The world's fifth-largest economy is in political turmoil and grasping for solutions that could smooth its planned departure from the bloc after 46 years just 10 weeks from now.
Governments across Europe are triggering plans designed to avoid logjams at ports and airports when trade barriers go up should London fail to find a Plan B.
The government held individual talks with MPs from rival parties after narrowly surviving a confidence vote brought on by the crushing defeat over her old deal with Brussels on Tuesday.
But Jeremy Corbyn, the leader of the main opposition Labour party, called the talks a "stunt" and refused to meet May until she ruled out the possibility of Britain crashing out without any future arrangements in place.
In a written response to him Thursday, the prime minister said it was "impossible" for her to rule out no deal without stopping the process altogether.
"It is not within the government's power to rule out no deal," she wrote.

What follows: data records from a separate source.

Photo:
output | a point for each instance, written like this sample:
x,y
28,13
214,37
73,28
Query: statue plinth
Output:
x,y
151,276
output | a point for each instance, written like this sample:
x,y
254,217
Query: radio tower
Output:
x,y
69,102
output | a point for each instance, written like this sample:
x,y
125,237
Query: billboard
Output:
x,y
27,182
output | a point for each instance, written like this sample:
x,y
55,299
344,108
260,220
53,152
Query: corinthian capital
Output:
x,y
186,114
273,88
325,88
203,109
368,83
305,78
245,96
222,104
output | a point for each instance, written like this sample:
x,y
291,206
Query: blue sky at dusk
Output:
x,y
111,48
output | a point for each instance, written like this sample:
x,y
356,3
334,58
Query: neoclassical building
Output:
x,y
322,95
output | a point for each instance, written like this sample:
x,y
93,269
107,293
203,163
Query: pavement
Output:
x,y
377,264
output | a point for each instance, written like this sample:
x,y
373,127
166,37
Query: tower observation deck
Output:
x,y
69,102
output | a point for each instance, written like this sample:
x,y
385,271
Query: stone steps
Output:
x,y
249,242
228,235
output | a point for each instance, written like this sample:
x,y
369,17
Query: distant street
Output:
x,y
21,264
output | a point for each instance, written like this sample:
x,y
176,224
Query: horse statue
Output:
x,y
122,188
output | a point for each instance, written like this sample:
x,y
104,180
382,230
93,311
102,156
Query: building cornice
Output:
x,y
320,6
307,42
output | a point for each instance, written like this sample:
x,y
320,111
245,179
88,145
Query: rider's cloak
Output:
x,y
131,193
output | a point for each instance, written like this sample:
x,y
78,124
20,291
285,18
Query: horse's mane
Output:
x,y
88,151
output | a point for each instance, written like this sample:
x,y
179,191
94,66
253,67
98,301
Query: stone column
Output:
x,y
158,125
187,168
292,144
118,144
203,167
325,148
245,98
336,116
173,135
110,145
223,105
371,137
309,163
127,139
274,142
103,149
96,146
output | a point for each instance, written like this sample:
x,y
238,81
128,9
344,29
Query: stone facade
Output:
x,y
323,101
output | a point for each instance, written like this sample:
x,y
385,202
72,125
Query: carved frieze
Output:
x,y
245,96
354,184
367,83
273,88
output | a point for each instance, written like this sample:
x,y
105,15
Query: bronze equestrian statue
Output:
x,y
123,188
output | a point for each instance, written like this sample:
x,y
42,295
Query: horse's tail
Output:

May will present her new approach to the House of Commons on Monday. MPs will then have a chance to submit amendments before a full debate on January 29 - exactly two months before Brexit date.
Downing Street on Thursday said May would miss next week's annual World Economic Forum meeting in Davos, which she was scheduled to attend, to focus on Brexit negotiations.
Meanwhile, leading Brexit campaigner Nigel Farage urged Leave campaigners to prepare for the event of a second referendum as Britain's deadlock continues.
"I don't want it anymore than you do but I am saying to you we have to face reality," he told a Leave Means Leave rally in London on Thursday night.
"Don't think the other side aren't organised. Don't think the other side aren't prepared. Don't think they haven't raised the money. Don't think they haven't got the teams in place. They have."